In general, home prices throughout most of Virginia have rebounded to 2005 levels, but not in all cases, real estate experts say. People who bought houses from 2006 to 2008, when prices were unsustainably high, probably owe more than their houses are worth, the experts say.
RealtyTrac, an online research firm, reported that in June 16,546 properties in Virginia Beach had loan balances that exceed their values.
Many of McDonnell’s real estate transactions occurred as he won statewide office and moved his family from Virginia Beach to the Richmond area. He was elected attorney general in November 2005 and took office in January 2006.
In May 2005, as prices were still rising, the McDonnells and one of the governor’s sisters, Maureen C. McDonnell, bought a 5,653-square-foot house in the 3100 block of Sandfiddler Road in Virginia Beach for $1.15 million, according to court documents. The property is assessed now for $837,700.
They took out an adjustable-rate mortgage loan of $920,000 on the property and, a few months later, a revolving line of credit for $249,990, essentially receiving 100 percent financing on the property.
A second mortgage loan for $350,000 on the property was issued to McDonnell and his sister in January 2006, according to court records. It’s unclear whether the three loans were outstanding at the time or if the equity line was paid and closed.
In March 2006, McDonnell, his wife and his sister bought a 1,232-square-foot beachfront house across the street for $850,000. Like the other house on Sandfiddler, the McDonnells own one half and the sister owns the other half.
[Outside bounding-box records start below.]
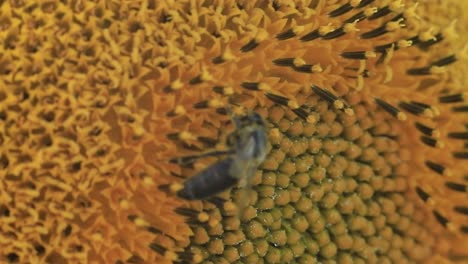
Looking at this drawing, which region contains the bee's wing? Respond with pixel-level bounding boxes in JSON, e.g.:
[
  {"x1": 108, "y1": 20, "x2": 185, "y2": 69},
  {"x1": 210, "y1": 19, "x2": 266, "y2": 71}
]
[{"x1": 237, "y1": 162, "x2": 257, "y2": 219}]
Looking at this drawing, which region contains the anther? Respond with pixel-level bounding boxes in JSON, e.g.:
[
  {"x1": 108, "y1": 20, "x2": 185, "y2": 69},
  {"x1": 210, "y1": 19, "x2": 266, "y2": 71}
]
[
  {"x1": 425, "y1": 160, "x2": 450, "y2": 176},
  {"x1": 439, "y1": 93, "x2": 468, "y2": 104},
  {"x1": 445, "y1": 182, "x2": 468, "y2": 193},
  {"x1": 341, "y1": 51, "x2": 377, "y2": 60},
  {"x1": 375, "y1": 98, "x2": 407, "y2": 121},
  {"x1": 414, "y1": 122, "x2": 440, "y2": 138},
  {"x1": 420, "y1": 136, "x2": 444, "y2": 148}
]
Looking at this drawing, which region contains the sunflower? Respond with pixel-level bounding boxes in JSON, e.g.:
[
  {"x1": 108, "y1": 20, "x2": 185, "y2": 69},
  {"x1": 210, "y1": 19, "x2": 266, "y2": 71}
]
[{"x1": 0, "y1": 0, "x2": 468, "y2": 263}]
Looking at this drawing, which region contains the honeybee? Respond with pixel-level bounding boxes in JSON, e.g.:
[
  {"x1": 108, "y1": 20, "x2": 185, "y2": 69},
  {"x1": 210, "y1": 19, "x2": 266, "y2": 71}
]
[{"x1": 164, "y1": 109, "x2": 267, "y2": 200}]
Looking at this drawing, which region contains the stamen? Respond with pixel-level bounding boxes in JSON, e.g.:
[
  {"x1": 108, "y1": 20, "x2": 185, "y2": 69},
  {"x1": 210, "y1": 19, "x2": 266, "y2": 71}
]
[
  {"x1": 439, "y1": 93, "x2": 468, "y2": 104},
  {"x1": 432, "y1": 55, "x2": 457, "y2": 67},
  {"x1": 453, "y1": 206, "x2": 468, "y2": 215},
  {"x1": 425, "y1": 160, "x2": 451, "y2": 176},
  {"x1": 328, "y1": 2, "x2": 353, "y2": 17},
  {"x1": 432, "y1": 210, "x2": 448, "y2": 227},
  {"x1": 265, "y1": 93, "x2": 289, "y2": 106},
  {"x1": 356, "y1": 0, "x2": 375, "y2": 8},
  {"x1": 445, "y1": 182, "x2": 468, "y2": 192},
  {"x1": 241, "y1": 82, "x2": 260, "y2": 91},
  {"x1": 375, "y1": 98, "x2": 407, "y2": 121},
  {"x1": 300, "y1": 29, "x2": 320, "y2": 42},
  {"x1": 416, "y1": 187, "x2": 431, "y2": 202},
  {"x1": 452, "y1": 151, "x2": 468, "y2": 159},
  {"x1": 420, "y1": 136, "x2": 444, "y2": 148},
  {"x1": 273, "y1": 58, "x2": 294, "y2": 67},
  {"x1": 276, "y1": 26, "x2": 304, "y2": 40},
  {"x1": 368, "y1": 6, "x2": 392, "y2": 20},
  {"x1": 452, "y1": 105, "x2": 468, "y2": 112},
  {"x1": 448, "y1": 132, "x2": 468, "y2": 140},
  {"x1": 341, "y1": 51, "x2": 377, "y2": 60},
  {"x1": 414, "y1": 122, "x2": 440, "y2": 138}
]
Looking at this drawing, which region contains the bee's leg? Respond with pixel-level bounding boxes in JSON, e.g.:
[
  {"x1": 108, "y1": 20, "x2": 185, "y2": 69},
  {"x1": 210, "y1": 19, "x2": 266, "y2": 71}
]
[{"x1": 169, "y1": 150, "x2": 234, "y2": 165}]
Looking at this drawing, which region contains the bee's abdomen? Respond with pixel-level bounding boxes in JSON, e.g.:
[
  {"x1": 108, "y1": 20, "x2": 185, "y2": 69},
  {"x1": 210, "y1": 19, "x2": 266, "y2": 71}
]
[{"x1": 177, "y1": 158, "x2": 238, "y2": 200}]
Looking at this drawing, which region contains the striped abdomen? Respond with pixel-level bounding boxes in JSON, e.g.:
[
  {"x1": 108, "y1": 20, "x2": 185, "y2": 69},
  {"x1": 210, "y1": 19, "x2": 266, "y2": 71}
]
[{"x1": 177, "y1": 157, "x2": 239, "y2": 200}]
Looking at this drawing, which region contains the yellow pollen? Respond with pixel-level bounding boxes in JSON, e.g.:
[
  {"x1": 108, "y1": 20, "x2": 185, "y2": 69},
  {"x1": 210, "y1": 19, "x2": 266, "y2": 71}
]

The owners have a first mortgage loan of $562,500 and a second mortgage loan of $142,500 for a total of $705,000 against the house. It is assessed now at $740,000.
The house on Sandfiddler Road with three bedrooms and one bath rents for $1,150 to $3,995 a week, depending on the season, and the house with 11 bedrooms and nine baths rents for $3,000 to $10,475 a week, according to rental websites.
In addition to buying rental properties, in December 2006 they sold their house in the 2500 block of Woods Hole Court for $572,000. They paid $193,200 for the house in 1992.
In June that year, McDonnell and his wife bought a 5,099-square-foot house in Henrico County’s Wyndham neighborhood for $835,000. They took out a $650,000 mortgage, county records show.
They refinanced the Henrico house several times to take advantage of lower interest rates, most recently this spring. In April, they refinanced into an adjustable-rate mortgage on $696,000 with an interest rate of 2.625 percent for the first five years. The house is assessed at $651,077, meaning they are underwater.
It’s difficult to calculate what the payments on the three properties would be without knowing all the details.
However, $696,000 at 2.625 percent would be about $2,800 a month. The payment on a $920,000 adjustable-rate mortgage, if issued at the market interest rate of 3.5 percent, would be about $4,100 a month. Too little is known about the two loans totaling $705,000 on the smaller beach rental to figure monthly payments.
In February 2007, the McDonnells went in on a $1 million purchase of a 3,164-square-foot ridge-top house at Wintergreen along with two of the governor’s sisters and their spouses. The Wintergreen house, in the 700 block of Devils Knob Loop, was purchased with an $800,000 mortgage.
Under the initial arrangement, the governor and his wife had a 40 percent stake while Maureen C. McDonnell had 40 percent with her husband. Another sister, Eileen McDonnell Reinaman, had 20 percent.
This spring, the mortgage was refinanced for $750,000 and the first family reduced its stake to 20 percent, making $44,000 for selling 10 percent ownership each to the other two investors, according to court records.
The Wintergreen property, which McDonnell disclosed as generating $50,000 or less in income, is currently assessed at a little more than $1 million.